Dave Chinner <david@xxxxxxxxxxxxx> · Mon, 18 Mar 2019 09:40:11 +1100

On Fri, Mar 15, 2019 at 08:29:40AM -0400, Brian Foster wrote:
> On Fri, Mar 15, 2019 at 02:40:38PM +1100, Dave Chinner wrote:
> > > If the delalloc extent crosses EOF then I think it makes sense to map it
> > > in as unwritten, issue the write, and convert the extent to real during
> > > io completion, and not split it up just to avoid having unwritten
> > > extents past EOF.
> > 
> > Yup, makes sense. For a sequential write, they should always be
> > beyond EOF. For anything else, we use unwritten.
> > 
> 
> I'm not quite sure I follow the suggested change in behavior here tbh so
> maybe this is not an issue, but another thing to consider is whether
> selective delalloc -> real conversion for post-eof extents translates to
> conditional stale data exposure vectors in certain file extension
> scenarios.

No, it doesn't because the transaction that moves EOF is done after
the data write into the region it exposes is complete. hence the
device cache flush that occurs before the log write containing the
transaction that moves the EOF will always result in the data being
on stable storage *before* the extending szie transaction hits the
journal and exposes it.

> I think even the post-eof zeroing code may be susceptible to
> this problem if the log happens to push after a truncate transaction
> commits but before the associated dirty pages are written back..

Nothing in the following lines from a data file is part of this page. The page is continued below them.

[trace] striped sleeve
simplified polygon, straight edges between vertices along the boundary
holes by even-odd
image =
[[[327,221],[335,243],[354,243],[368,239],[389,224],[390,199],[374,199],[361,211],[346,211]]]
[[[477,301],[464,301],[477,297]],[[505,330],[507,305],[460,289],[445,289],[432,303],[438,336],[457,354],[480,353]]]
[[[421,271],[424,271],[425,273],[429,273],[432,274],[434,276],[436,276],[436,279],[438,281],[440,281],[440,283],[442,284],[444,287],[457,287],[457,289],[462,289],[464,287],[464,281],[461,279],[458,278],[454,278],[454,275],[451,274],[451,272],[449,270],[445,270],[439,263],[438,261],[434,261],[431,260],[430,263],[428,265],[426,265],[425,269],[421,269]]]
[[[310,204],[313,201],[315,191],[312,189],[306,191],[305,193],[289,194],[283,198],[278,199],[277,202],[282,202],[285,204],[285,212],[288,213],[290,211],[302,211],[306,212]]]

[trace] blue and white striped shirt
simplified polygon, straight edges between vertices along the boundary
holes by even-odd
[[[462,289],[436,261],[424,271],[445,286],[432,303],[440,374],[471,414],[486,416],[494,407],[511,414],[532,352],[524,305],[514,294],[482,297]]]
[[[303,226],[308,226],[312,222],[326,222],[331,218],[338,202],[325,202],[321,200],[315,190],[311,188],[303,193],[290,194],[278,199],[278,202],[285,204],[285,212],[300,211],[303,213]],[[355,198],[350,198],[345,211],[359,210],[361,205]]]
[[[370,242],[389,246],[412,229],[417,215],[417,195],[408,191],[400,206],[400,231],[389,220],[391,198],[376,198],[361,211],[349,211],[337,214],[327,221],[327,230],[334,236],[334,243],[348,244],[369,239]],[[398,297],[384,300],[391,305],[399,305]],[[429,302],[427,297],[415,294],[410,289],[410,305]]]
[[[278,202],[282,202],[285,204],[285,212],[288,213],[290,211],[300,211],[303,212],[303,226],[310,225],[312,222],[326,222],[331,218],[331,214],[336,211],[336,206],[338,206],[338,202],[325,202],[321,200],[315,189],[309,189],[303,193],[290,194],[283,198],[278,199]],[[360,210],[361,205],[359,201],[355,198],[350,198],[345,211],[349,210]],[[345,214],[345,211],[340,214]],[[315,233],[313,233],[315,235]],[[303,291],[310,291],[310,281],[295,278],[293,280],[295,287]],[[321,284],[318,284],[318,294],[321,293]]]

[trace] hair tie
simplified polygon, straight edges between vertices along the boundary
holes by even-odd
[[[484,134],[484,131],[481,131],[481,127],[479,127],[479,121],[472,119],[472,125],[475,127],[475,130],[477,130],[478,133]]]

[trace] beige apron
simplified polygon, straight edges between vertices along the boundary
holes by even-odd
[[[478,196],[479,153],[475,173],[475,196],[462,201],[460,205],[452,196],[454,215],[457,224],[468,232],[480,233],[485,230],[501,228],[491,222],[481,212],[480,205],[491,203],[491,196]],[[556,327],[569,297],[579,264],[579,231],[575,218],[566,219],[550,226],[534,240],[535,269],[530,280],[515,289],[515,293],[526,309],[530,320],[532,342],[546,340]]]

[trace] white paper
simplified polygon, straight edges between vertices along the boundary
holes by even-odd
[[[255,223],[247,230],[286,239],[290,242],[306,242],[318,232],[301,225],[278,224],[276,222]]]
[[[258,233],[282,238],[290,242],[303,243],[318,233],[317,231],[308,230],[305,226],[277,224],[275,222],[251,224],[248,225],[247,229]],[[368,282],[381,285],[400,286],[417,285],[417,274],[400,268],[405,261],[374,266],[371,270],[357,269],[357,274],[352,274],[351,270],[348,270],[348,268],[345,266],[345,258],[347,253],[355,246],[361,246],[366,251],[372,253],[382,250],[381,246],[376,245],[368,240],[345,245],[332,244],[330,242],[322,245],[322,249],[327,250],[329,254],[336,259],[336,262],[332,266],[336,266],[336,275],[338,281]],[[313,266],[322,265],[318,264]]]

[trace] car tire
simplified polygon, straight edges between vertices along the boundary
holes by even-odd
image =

That's what this code in xfs_setattr_size() handles:

        /*
         * We are going to log the inode size change in this transaction so
         * any previous writes that are beyond the on disk EOF and the new
         * EOF that have not been written out need to be written here.  If we
         * do not write the data out, we expose ourselves to the null files
         * problem. Note that this includes any block zeroing we did above;
         * otherwise those blocks may not be zeroed after a crash.
         */
        if (did_zeroing ||
            (newsize > ip->i_d.di_size && oldsize != ip->i_d.di_size)) {
                error = filemap_write_and_wait_range(VFS_I(ip)->i_mapping,
                                                ip->i_d.di_size, newsize - 1);
                if (error)
                        return error;
        }

        error = xfs_trans_alloc(mp, &M_RES(mp)->tr_itruncate, 0, 0, 0, &tp);

i.e. it ensures the data and post-eof zeroing is on disk before the
truncate transaction is started. We already hold the IOLOCK at this
point and drained in-flight direct IO, so no IO that can affect the
truncate region will begin or be in progress after the flush and
wait above is complete.

Cheers,

Dave.
-- 
Dave Chinner
david@xxxxxxxxxxxxx